The Monastery of Saint John Vazelon

The Monastery of Saint John Vazelon, otherwise known as Vazelon Monastery is the oldest monastery of Pontus and named in memory of Saint John the Forerunner (Gr: Αγίου Ιωάννου Προδρόμου). It was built in 270 AD in the Maçka region of modern day Turkey close to the Sakhnoi and Kounaka villages 40 km south of Trabzon beside the Pritani river. In earlier times it was called Zavoulon however it was later named Vazelon

The monastery was attacked and ruined many times by regional enemies mainly the Persians and the Turks. In 490 AD it was attacked and ruined by Persians who also killed the 400 monks of the monastery. During Ottoman rule (1453-1922) the monastery was ruined many times and in 1922 was totally destroyed leaving it in it's current state. 

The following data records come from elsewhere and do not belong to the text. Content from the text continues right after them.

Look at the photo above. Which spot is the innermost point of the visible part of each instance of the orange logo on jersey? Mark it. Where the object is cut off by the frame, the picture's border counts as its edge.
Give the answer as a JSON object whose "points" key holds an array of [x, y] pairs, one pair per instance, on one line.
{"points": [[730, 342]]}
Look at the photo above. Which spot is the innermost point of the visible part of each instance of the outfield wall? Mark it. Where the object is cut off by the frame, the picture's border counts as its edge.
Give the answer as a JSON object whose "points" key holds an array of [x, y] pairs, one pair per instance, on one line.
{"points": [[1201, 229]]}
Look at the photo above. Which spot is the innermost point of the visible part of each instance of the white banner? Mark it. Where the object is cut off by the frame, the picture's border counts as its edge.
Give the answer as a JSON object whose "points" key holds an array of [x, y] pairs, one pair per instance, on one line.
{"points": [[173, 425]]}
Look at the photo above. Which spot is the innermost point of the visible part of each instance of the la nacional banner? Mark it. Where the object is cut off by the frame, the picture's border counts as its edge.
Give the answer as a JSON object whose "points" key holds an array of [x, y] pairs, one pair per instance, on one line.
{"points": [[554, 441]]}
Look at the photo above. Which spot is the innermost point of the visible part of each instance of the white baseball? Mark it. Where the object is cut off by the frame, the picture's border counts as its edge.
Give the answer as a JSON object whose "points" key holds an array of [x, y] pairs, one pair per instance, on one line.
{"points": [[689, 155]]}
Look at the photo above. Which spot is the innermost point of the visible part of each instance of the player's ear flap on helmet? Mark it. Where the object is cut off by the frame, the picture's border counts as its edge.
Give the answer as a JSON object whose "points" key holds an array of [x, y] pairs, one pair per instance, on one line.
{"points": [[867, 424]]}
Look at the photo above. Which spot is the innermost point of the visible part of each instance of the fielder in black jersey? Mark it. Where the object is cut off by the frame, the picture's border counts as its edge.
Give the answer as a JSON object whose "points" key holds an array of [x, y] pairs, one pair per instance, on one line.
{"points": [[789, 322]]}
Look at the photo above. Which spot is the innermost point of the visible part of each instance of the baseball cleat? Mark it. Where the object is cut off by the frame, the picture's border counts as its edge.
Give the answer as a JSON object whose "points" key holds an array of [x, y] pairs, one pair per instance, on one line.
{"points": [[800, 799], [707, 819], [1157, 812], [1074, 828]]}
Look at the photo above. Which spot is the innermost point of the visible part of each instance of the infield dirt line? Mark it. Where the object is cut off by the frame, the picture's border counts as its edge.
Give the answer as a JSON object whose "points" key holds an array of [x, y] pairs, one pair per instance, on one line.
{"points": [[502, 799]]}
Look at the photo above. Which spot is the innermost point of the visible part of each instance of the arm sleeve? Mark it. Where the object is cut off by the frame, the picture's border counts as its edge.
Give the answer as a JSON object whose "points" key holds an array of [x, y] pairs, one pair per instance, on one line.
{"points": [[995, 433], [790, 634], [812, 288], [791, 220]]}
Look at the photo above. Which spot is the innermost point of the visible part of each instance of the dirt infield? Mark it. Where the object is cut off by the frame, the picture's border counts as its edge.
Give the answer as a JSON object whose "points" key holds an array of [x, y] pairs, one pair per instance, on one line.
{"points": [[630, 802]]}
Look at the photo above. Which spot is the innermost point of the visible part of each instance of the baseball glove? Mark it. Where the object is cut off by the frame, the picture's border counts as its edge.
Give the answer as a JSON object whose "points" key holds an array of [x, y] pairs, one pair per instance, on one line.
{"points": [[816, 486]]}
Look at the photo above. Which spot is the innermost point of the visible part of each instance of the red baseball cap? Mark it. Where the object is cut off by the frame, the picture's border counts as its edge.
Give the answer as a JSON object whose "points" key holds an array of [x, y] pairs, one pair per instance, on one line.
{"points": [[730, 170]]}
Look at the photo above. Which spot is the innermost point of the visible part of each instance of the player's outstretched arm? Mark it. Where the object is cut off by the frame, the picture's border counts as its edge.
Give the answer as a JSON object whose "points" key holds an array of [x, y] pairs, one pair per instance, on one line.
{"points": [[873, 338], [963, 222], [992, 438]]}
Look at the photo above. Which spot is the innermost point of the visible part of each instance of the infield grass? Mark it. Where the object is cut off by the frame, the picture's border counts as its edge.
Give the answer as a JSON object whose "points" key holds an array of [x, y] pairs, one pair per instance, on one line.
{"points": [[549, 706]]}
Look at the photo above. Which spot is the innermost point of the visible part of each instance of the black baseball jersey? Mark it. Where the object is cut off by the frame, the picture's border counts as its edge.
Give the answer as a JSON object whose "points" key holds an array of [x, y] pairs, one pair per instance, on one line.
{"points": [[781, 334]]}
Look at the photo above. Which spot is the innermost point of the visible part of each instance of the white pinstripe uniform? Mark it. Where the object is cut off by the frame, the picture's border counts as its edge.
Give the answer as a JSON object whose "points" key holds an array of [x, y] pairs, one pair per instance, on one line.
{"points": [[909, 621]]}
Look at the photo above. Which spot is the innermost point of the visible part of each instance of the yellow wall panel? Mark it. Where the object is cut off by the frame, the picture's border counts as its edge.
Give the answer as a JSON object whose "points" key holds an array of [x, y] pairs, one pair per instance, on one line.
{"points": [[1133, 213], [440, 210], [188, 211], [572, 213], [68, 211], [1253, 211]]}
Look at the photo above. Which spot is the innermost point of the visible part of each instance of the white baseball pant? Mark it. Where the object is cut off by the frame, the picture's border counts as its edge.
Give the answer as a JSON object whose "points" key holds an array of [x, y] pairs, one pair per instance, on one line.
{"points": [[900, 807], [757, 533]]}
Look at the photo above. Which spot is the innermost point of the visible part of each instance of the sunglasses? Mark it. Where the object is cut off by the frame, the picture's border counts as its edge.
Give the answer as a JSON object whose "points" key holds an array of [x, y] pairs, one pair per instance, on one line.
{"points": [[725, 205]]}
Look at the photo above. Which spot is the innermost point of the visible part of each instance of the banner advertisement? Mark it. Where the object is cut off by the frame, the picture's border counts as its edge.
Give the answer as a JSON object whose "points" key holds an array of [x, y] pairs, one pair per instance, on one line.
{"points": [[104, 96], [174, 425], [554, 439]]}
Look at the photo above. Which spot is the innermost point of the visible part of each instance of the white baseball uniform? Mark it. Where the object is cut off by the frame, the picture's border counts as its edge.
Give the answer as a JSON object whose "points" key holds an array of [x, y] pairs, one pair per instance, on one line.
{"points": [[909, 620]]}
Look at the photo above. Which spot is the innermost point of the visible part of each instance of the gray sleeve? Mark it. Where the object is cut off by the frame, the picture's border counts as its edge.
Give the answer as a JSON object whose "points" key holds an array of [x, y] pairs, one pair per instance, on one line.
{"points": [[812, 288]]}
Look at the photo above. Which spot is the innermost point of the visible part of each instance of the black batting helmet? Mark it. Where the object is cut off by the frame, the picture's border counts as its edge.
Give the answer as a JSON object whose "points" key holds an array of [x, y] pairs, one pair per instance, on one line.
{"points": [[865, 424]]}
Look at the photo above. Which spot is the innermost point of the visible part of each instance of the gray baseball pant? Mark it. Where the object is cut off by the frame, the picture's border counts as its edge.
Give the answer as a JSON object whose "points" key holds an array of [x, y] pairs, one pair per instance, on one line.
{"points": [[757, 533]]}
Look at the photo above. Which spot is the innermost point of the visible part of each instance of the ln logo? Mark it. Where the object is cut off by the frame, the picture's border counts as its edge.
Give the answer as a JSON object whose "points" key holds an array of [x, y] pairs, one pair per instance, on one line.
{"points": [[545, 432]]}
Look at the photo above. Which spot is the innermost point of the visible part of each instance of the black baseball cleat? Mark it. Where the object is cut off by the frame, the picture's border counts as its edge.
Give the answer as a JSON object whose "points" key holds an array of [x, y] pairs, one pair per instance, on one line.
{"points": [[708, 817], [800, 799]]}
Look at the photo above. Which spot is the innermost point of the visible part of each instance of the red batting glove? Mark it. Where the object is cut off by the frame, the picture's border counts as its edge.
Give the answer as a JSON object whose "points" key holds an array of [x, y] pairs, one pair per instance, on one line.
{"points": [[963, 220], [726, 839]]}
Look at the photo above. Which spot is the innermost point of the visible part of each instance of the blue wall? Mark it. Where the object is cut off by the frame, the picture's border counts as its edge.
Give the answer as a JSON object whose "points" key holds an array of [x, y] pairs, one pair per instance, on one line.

In 1821, Chrysanthos, the Prior of the monastery was able to avoid a general massacre of the 40 surrounding Christian villages via diplomatic means by the use of the monastery's enormous wealth. Of the monastery's rich archives only one item was saved and is now located at the Leningrad Museum. Following it's final destruction in 1922, the monastery's last monk Dionysios Amarantidis, saved the icon of Saint John the Forerunner which he transported and guarded at the monastery of Agia Triada in Serres, Greece.

Dr. Ismail Köse, lecturer at the Karadeniz Technical University in Trabzon, describes the layout of the monastery as follows:

The ground floor’s entrance, the windows and the doors of the monastery, which have an entrance in the west, are closed. As one climbs the stairs, she/he can see three rooms in each narrow corridor. There is a huge dining hall, kitchen and a large refectory. Next to these are three Byzantine basilicas and a vaulted cistern. In the ground floor of the monastery there are stairs marching up into a small hall. There are six rooms located in two sides of corridors. At the top of the MOnastery there is church built in front of a cave. 

The interior of the monastery is adorned with a fine selection of paintings and iconography depicting various Christian events and Christian Saints. 


Vazelon Monastery, July 2014. Photo: Ingo Leonard.